Approach to the Poisoned Patient
- All poisoned patients should be managed as if they have a potentially life-threatening condition, even if they appear normal.
- The initial approach should be consistent for all poisoning cases. This is referred to as "Routine poison management".
Important Strategies
- Treat the patient, not the poison, promptly.
- Supportive therapy is essential.
- Maintain respiration and circulation.
- Regularly measure and chart vital signs and reflexes to monitor the effects of the poison.
- The first goal in treating acute poisoning is to keep the concentration of the poison low by preventing absorption and promoting elimination.

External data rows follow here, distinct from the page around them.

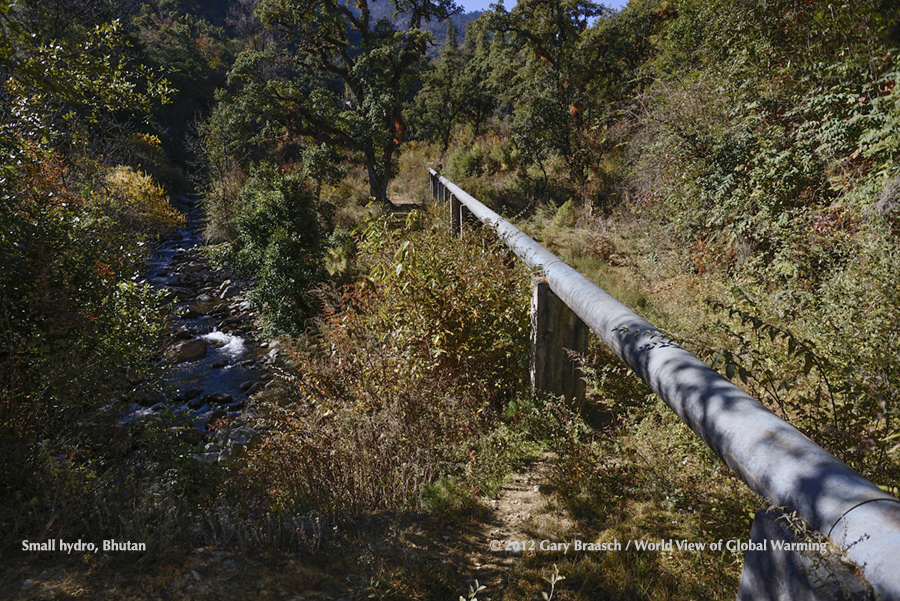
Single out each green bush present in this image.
[247,205,529,516]
[226,165,327,334]
[0,145,209,548]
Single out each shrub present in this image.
[0,147,203,546]
[226,165,327,334]
[241,206,529,515]
[95,165,184,236]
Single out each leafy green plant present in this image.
[222,165,327,333]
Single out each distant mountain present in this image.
[369,1,484,55]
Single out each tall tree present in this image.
[232,0,459,202]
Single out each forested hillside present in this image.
[0,0,900,601]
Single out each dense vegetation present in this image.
[0,0,900,598]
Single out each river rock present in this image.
[206,407,228,428]
[181,263,203,273]
[172,338,209,363]
[175,387,203,403]
[201,392,232,405]
[169,426,203,446]
[169,286,194,300]
[219,286,241,300]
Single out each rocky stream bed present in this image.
[121,199,278,463]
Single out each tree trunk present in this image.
[365,149,393,207]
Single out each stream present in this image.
[120,199,278,463]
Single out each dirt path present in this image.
[445,454,573,596]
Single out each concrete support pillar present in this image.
[531,277,589,402]
[737,509,875,601]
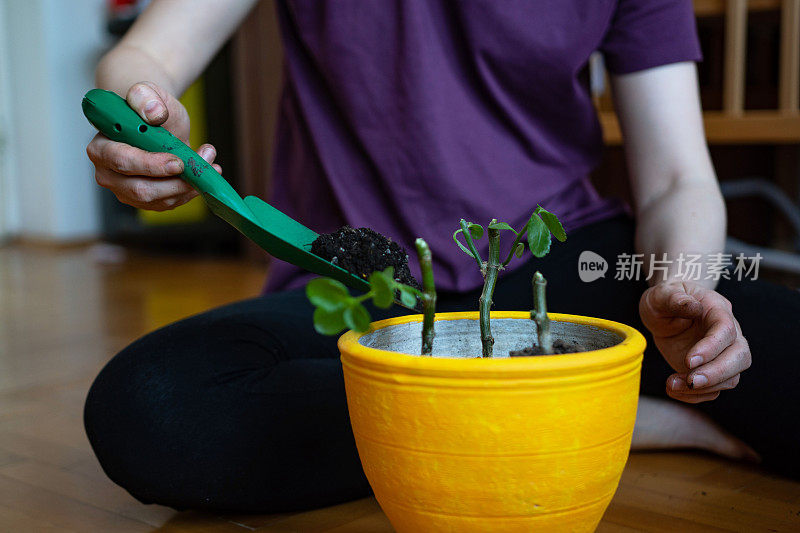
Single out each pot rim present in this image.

- The second goal is to counteract toxic effects at the site of action (if possible).
Initial Evaluation (ABCDEs)
- Airway: Keep airways open and remove any obstructions. Loss of airway protection reflexes is a common cause of death in poisoning cases. Obstructions can include a flaccid tongue or aspiration of gastric contents.
- Breathing: Assess respiratory rate and oxygen saturation. If an oxygen monitor is unavailable and the respiratory rate is elevated, administer supplemental oxygen.
- Circulation: Quickly assess vital signs and hydration. Check blood pressure, pulse, and rhythm, initiate continuous ECG monitoring, secure venous access, and take blood for routine tests. If the patient is hypotensive, administer normal saline or another isotonic solution.
- Disability (Neurological): Assess level of consciousness. If seizures occur, check blood sugar. If blood sugar is below 72 mg/dL, administer 50 mL of 50% dextrose intravenously. Treat toxic seizures with IV benzodiazepines; refractory seizures can be treated with barbiturates.
- Exposure (evaluating temperature): Consider the possibility of toxic syndromes associated with hyperthermia. Certain drugs can cause significantly elevated body temperatures.
Definitive Care with Poisoning
- Identify the poison.
- Obtain an accurate history, (from family, friends, pharmacist, etc and evidence at the scene )including the time and amount ingested.
Supportive Care and Monitoring
- Acute poisoning is a dynamic illness; patient conditions can fluctuate.
- Repeat examinations and assessments are necessary.
- Ongoing management and assessment are vital.
Physical Examination
- Vital signs (Pulse Rate, Respiratory Rate, Blood Pressure, Temperature, and Oxygen saturation )
- Neurological Exam: Pupil size, Glasgow Coma Scale (GCS), mental state, tone, reflexes, and focal neurological signs.
- Skin condition (color, presence or absence of sweating)
- Dry mouth/salivation, bowel sounds, urinary retention.
- Evidence of trauma.
Risk Assessment
- An early, accurate risk assessment is crucial to managing acutely poisoned patients.
- Assessing the likelihood of significant toxicity from the ingested agent, dose, time since ingestion, clinical features, co-morbidities, and patient's weight.
- 5 steps of risk assessment include:
- Agent(s)
- Dose(s)
- Time since ingestion
- Clinical features and progress
- Patient factors (weight and co-morbidities)
Investigations
- Blood sugar level.
- ECG (check rate and rhythm).
Management
- The primary goals of management are to:
- Prevent further poison absorption.
- Increase poison elimination.
- Use antidote (if appropriate).
Prevention of Further Poison Absorption
- Dermal Exposure:
- Remove all clothing.
- Wash skin gently with soap and water for at least 30 minutes.
- Eye Exposure:
- Flush conjunctiva with running water or normal saline for 20 minutes.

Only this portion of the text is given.